Thursday, December 10, 2015

Traditional Witchcraft For Urban Living

Traditional Witchcraft For Urban Living by Melusine Draco
  • Paperback: 152 pages  
  • Publisher: Moon Books (February 16, 2012)
  • Language: English
  • ISBN-10: 1846949785

The Blurb ...
For the witch whose career confines them to an urban environment, regular Craft practice may often seem like a futile gesture, especially if home is a small, gardenless-flat. Even the suburbs can be magically incapacitating, if there is constant noise from traffic and neighbours. People work long hour without having the opportunity to notice the subtle changing of the seasons. Weekends are a constant battle with family, domestic chores and socialising. It’s no wonder that the urban witch has little time left for magical and spiritual development.Traditional Witchcraft for Urban Living deals with the constant barrage of psychic problems that confront the urban witch on a daily basis.
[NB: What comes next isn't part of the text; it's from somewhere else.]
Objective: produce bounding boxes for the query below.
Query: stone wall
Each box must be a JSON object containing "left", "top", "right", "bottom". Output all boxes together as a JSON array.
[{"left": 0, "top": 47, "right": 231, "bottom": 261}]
Based on the teachings of a traditional Craft background, the author successfully manages to blend the Old Ways with practical contemporary practice. This book is part of the Traditional Witchcraft Series.

When I sought this book out I was drawn to it first by a blog I visited while researching Traditional Witchcraft topics. I can't for the life of me remember which blog it was though. But anyhow, I was hoping for something different. This book was just okay for me. Here is why ...

This book can be summed up with a history lessons in Saxon / Norman life, and how Christians took their sacred spaces and instead of destroying them, they put relics of their own God in them so that it wouldn't be so hard for the Pagan to convert themselves to Christianity. The same goes for the celebrations to bring in the changes in seasons; all of which were given Christian names so that the Pagans could celebrate their holidays at the same time Christians did until the old ways were so far back in history that they were obsolete. I knew all this, and really felt disappointed that 65% of the book was rehashing this instead of giving the information that I thought it was going to, which is ways to bring traditional witchcraft into city living and ways that one can put this into daily 'practice.' 

The truth is, there was very little 'practice' advice in this book. The author basically tells you to cast a circle, grow herbs on your balcony, sit in an old church to meditate, read tarot cards, and collect old poetry so that you can conjure better spells with the use of rhyme and rhythm. Also, if you live outside of the UK, you won't fully engage with the whole text because you will be bored listening to her talk about locations of churches and such. 

By the end of the book she makes some interesting statements about how others practice the craft and how meditating for hours only to end with a "feel good factor" basically isn't the craft and you are just kidding yourself. Even though I believe that magic is much more complex than that, she didn't mince her words any. So this might be offensive to some readers. She goes on to say that experienced witches don't work at the textbook level, and they learn to sense things much differently than seeing rainbows and unicorns. (well, I did put my own words there in summery, but this is what was meant to be heard). I get all this, because if I didn't I wouldn't be seeking traditional witchcraft books  in the first place. I get it. Stores are full of fluffy new age crap -- well duh. So tell me more about the stuff that isn't crap.

I guess I was hoping for more traditional ritual ideas because I find it difficult to bring the craft into my daily life. So far the only way I have found it possible has been through cooking. But hey, onto the next book, shall we?

I won't buy another of the author's book because of the yawning factor, but also because it is full of repetitive material, and typos. There is very little that is useful here. She talks to you throughout the text as if you are a beginner and then other times as if you already know everything. I hope someone comes out with some good books on this subject sooner, rather than later, but I have my doubts.